Когда она наконец ушла, он на секунду задержался в дверях, а потом бросился к столу и открыл «Oxygène» на последней странице («Удары молотков, стук металла о камень…»), где к картонному переплету клейкой лентой был прикреплен газетный «фунтик». Он поддел скотч ногтем, развернул капсулу и покатал ее по ладони. Услышал голос Эллы и, выглянув в окно, увидел, как она прошла мимо рука об руку с Кирсти. Они были в добрых тридцати футах от беседки и вряд ли что-нибудь видели. Да и что они могли увидеть? Скорее всего, теперь, когда спала жара, они собирались полить сад.
Он положил рукопись обратно на полку рядом со словарями и на секунду прислонился головой к корешкам книг, словно, прикоснувшись к ним, он обретал помощь. Утешение. Все встало на свои места. В руке он держал нить, которая проведет его через лабиринт, оставалось только крепче ее держать. Больше нет решений, которые нужно принимать или не принимать; кончилось ожидание кошмара. В мыслях его царили спокойствие и тишина, невероятное умиротворение. Он взглянул на Лазара, который смотрел на него из своего зимнего дня в Люксембургском саду. Понял бы он? Что никто не обязан всегда быть слабым. Однажды, подумал Алек, он во всем ему признается где-нибудь в парижском баре или лондонском отеле и посмотрит, как отнесется к его признанию этот человек, державший в руках автомат.

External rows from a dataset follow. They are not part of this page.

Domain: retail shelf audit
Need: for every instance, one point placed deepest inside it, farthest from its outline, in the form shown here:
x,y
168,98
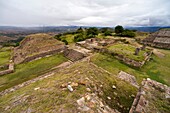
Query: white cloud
x,y
85,12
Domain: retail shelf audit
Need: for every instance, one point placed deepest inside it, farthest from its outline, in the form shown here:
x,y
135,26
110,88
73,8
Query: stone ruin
x,y
148,95
129,78
10,69
160,39
36,46
100,45
73,54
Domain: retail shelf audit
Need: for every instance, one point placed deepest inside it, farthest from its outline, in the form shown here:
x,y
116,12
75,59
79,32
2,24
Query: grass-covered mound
x,y
128,51
35,46
5,54
51,97
27,71
156,69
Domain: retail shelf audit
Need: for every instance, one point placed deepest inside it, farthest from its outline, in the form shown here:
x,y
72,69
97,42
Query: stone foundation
x,y
9,70
73,55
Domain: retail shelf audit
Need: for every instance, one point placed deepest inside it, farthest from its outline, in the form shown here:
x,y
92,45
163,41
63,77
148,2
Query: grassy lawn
x,y
127,51
51,97
26,71
5,54
156,69
69,38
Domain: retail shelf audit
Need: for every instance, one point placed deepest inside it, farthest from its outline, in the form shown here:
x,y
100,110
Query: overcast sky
x,y
85,12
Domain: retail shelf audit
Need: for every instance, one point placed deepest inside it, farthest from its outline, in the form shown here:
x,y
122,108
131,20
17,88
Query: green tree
x,y
119,30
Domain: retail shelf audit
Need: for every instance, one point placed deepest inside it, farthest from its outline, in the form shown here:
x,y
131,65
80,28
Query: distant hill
x,y
147,29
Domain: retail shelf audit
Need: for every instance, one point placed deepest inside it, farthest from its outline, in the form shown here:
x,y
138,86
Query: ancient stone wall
x,y
37,45
73,55
160,39
142,104
9,70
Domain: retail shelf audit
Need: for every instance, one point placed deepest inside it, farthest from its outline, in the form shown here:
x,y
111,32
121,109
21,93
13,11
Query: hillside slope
x,y
101,91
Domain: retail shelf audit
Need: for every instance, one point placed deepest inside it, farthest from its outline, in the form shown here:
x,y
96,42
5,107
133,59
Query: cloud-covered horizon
x,y
85,12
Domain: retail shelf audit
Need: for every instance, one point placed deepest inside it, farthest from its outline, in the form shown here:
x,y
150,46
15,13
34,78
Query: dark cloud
x,y
85,12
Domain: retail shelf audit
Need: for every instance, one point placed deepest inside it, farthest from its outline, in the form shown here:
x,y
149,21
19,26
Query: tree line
x,y
85,33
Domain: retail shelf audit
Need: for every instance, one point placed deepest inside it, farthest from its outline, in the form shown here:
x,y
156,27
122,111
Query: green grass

Входя в дом, он столкнулся с братом, который из него выходил.
— Видел Кирсти с Эллой?
— В конце сада, — ответил Алек.
Он обратил внимание, что Ларри надел свежую рубашку и нес в руке, спрятав за бедро, маленький букетик из цветов и трав — жимолость, лаванда, розмарин, — стебли которого были завернуты в кусок фольги. От него веяло раскаянием и чувствовалось, что он едва сдерживает волнение.
— Мы еще поговорим, — сказал он, широко улыбаясь, и они разошлись в разные стороны: один брат вышел наружу на свет террасы, другой вошел в дом, поднялся по лестнице и открыл дверь в комнату матери.